AidGenSE RAG Service Deployment Guide

Introduction

RAG (Retrieval-Augmented Generation) is a technical architecture that combines information retrieval and text generation, widely used in generative AI scenarios such as question-answering systems, enterprise search, and document assistants. Its basic idea is to retrieve relevant information from external knowledge sources before generating answers, thereby improving the accuracy and controllability of responses.

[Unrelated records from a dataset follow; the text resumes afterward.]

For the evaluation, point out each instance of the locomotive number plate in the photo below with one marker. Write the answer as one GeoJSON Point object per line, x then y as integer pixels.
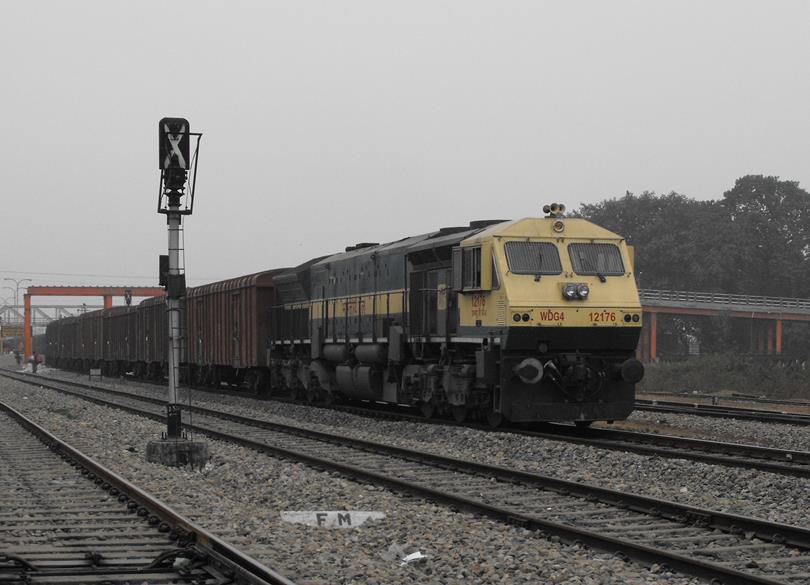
{"type": "Point", "coordinates": [602, 317]}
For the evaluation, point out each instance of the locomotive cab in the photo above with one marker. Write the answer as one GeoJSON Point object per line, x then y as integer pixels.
{"type": "Point", "coordinates": [557, 301]}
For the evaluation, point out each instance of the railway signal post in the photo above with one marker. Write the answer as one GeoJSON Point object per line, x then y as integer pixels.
{"type": "Point", "coordinates": [178, 169]}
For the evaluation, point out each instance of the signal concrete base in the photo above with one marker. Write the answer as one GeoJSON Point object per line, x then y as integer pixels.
{"type": "Point", "coordinates": [177, 453]}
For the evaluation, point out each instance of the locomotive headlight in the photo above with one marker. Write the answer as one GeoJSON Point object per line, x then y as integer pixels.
{"type": "Point", "coordinates": [570, 292]}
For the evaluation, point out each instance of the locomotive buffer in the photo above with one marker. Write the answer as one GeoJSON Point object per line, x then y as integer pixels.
{"type": "Point", "coordinates": [174, 135]}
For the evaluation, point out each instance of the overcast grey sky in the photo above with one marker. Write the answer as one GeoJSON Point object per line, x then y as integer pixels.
{"type": "Point", "coordinates": [329, 123]}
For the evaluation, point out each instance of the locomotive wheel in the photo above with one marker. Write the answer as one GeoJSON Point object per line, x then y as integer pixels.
{"type": "Point", "coordinates": [460, 412]}
{"type": "Point", "coordinates": [494, 419]}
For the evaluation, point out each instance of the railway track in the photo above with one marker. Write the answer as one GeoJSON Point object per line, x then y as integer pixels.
{"type": "Point", "coordinates": [725, 547]}
{"type": "Point", "coordinates": [66, 519]}
{"type": "Point", "coordinates": [676, 407]}
{"type": "Point", "coordinates": [782, 461]}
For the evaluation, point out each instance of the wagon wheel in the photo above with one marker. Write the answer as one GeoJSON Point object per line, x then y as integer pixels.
{"type": "Point", "coordinates": [494, 419]}
{"type": "Point", "coordinates": [260, 383]}
{"type": "Point", "coordinates": [249, 381]}
{"type": "Point", "coordinates": [460, 412]}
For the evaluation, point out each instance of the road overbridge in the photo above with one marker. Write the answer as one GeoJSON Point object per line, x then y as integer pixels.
{"type": "Point", "coordinates": [768, 312]}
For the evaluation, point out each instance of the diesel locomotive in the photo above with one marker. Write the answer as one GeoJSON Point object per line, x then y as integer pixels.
{"type": "Point", "coordinates": [527, 320]}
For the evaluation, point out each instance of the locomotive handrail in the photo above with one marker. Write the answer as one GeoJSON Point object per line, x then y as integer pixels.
{"type": "Point", "coordinates": [653, 296]}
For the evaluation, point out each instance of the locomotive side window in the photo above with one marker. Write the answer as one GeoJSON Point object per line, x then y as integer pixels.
{"type": "Point", "coordinates": [598, 259]}
{"type": "Point", "coordinates": [472, 268]}
{"type": "Point", "coordinates": [533, 258]}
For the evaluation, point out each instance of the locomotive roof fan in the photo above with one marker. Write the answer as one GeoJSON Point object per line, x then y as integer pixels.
{"type": "Point", "coordinates": [554, 210]}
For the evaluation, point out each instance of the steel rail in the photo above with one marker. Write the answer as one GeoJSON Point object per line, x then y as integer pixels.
{"type": "Point", "coordinates": [730, 524]}
{"type": "Point", "coordinates": [675, 407]}
{"type": "Point", "coordinates": [772, 460]}
{"type": "Point", "coordinates": [248, 569]}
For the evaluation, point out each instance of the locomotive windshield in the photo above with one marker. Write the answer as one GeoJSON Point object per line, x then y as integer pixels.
{"type": "Point", "coordinates": [598, 259]}
{"type": "Point", "coordinates": [533, 258]}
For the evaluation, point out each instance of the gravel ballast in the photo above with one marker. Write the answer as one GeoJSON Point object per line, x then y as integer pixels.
{"type": "Point", "coordinates": [240, 494]}
{"type": "Point", "coordinates": [755, 493]}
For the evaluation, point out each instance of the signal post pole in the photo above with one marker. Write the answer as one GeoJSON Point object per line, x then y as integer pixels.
{"type": "Point", "coordinates": [176, 164]}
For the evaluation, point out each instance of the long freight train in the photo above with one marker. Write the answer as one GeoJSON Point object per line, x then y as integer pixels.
{"type": "Point", "coordinates": [527, 320]}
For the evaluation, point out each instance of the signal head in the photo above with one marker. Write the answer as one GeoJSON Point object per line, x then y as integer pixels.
{"type": "Point", "coordinates": [173, 144]}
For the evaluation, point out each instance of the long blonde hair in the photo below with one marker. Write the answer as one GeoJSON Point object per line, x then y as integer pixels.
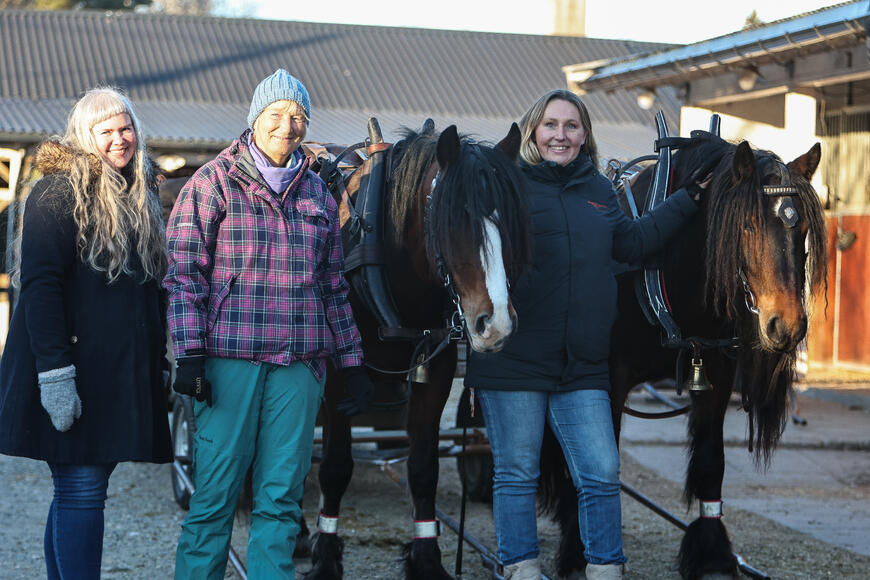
{"type": "Point", "coordinates": [532, 118]}
{"type": "Point", "coordinates": [110, 215]}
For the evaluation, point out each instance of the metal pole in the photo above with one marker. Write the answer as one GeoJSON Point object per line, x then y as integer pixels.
{"type": "Point", "coordinates": [490, 560]}
{"type": "Point", "coordinates": [741, 564]}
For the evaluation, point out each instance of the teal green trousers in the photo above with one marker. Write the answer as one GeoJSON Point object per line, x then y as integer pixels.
{"type": "Point", "coordinates": [263, 417]}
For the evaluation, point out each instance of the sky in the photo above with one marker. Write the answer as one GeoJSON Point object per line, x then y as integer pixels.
{"type": "Point", "coordinates": [674, 21]}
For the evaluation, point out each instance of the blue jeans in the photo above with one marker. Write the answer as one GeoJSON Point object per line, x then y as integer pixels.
{"type": "Point", "coordinates": [74, 528]}
{"type": "Point", "coordinates": [583, 425]}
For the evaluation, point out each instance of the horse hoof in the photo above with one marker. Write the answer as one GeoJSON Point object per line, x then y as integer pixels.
{"type": "Point", "coordinates": [303, 547]}
{"type": "Point", "coordinates": [423, 560]}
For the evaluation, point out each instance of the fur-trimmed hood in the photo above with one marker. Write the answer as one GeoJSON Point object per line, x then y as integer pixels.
{"type": "Point", "coordinates": [55, 157]}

AidGenSE has built-in RAG-related components, making it convenient for developers to quickly deploy their own RAG applications.

Support Status

Currently includes two built-in demo knowledge bases

Knowledge Base Name	Embedding Model Used
Tesla User Manual	BAII/bge-large-zh-v1.5
Car Maintenance Manual	BAII/bge-large-zh-v1.5

Quick Start

Installation

Install AidGenSE related components, please refer to AidGenSE Installation
Install RAG components

bash

# Install RAG service
sudo aid-pkg update
sudo aidllm install rag

View Available Vector Knowledge Bases

bash

aidllm remote-list rag

Example output:

pgsql

Name        EmbeddingModel                CreateTime
----        ----------------------------  --------------------
tesla       BAII/bge-large-zh-v1.5        2025-04-14 09:59:43
mechanical  BAII/bge-large-zh-v1.5        2025-04-14 09:59:43

Download Specified Knowledge Base

bash

# Download specified knowledge base
aidllm pull rag [rag_name] # e.g: tesla

# View downloaded knowledge bases
aidllm list rag

# Delete downloaded knowledge base
sudo aidllm rm rag [rag_name] # e.g: tesla

Start Service

bash

# Start with specified model
aidllm start api -m <model_name>

# Start specified knowledge base
aidllm start rag -n <rag_name>

Chat Testing

Using Web UI for chat testing

bash

# Install UI frontend service
sudo aidllm install ui

# Start UI service
aidllm start ui

# Check UI service status
aidllm status ui

# Stop UI service
aidllm stop ui

💡Note

After the UI service starts, access http://ip:51104

Using Python for chat testing

python

import os
import requests
import json

RAG_PROMPT = '''
You are an intelligent assistant. Your goal is to provide accurate information and help questioners solve problems as much as possible. You should remain friendly but not overly verbose. Please answer relevant queries based on the provided context information without considering existing knowledge. If no context information is provided, please answer relevant queries based on your knowledge.
    Context content:
    {response}

    Extract and answer questions related to "{question}".
'''

def rag_query(question):
    url = "http://127.0.0.1:18111/query"
    # Set RAG knowledge base
    rag_name = "<rag_name>"
    headers = {
        "Content-Type": "application/json"
    }
    payload = {
      "text": question,
      "collection_name": rag_name,
      "top_k": 1,
      "score_threshold": 0.1
    }
    response = requests.post(url, headers=headers, json=payload)
    if response.status_code == 200:
      result = response.json()
      answer = ""
      if len(result['data']) > 0:
        answer = result['data'][0]['text']
        return RAG_PROMPT.format(response=answer, question=question)
    return question

def stream_chat_completion(messages, model="<model_name>"): # Set large model

    url = "http://127.0.0.1:8888/v1/chat/completions"
    headers = {
        "Content-Type": "application/json"
    }
    payload = {
        "model": model,
        "messages": messages,
        "stream": True    # Enable streaming
    }

    # Make request with stream=True
    response = requests.post(url, headers=headers, json=payload, stream=True)
    response.raise_for_status()

    # Read line by line and parse SSE format
    for line in response.iter_lines():
        if not line:
            continue
        # print(line)
        line_data = line.decode('utf-8')
        # Each SSE line starts with "data: " prefix
        if line_data.startswith("data: "):
            data = line_data[len("data: "):]
            # End marker
            if data.strip() == "[DONE]":
                break
            try:
                chunk = json.loads(data)
            except json.JSONDecodeError:
                # Print and skip when parsing fails
                print("Unable to parse JSON: ", data)
                continue

            # Extract model output token
            content = chunk["choices"][0]["delta"].get("content")
            if content:
                print(content, end="", flush=True)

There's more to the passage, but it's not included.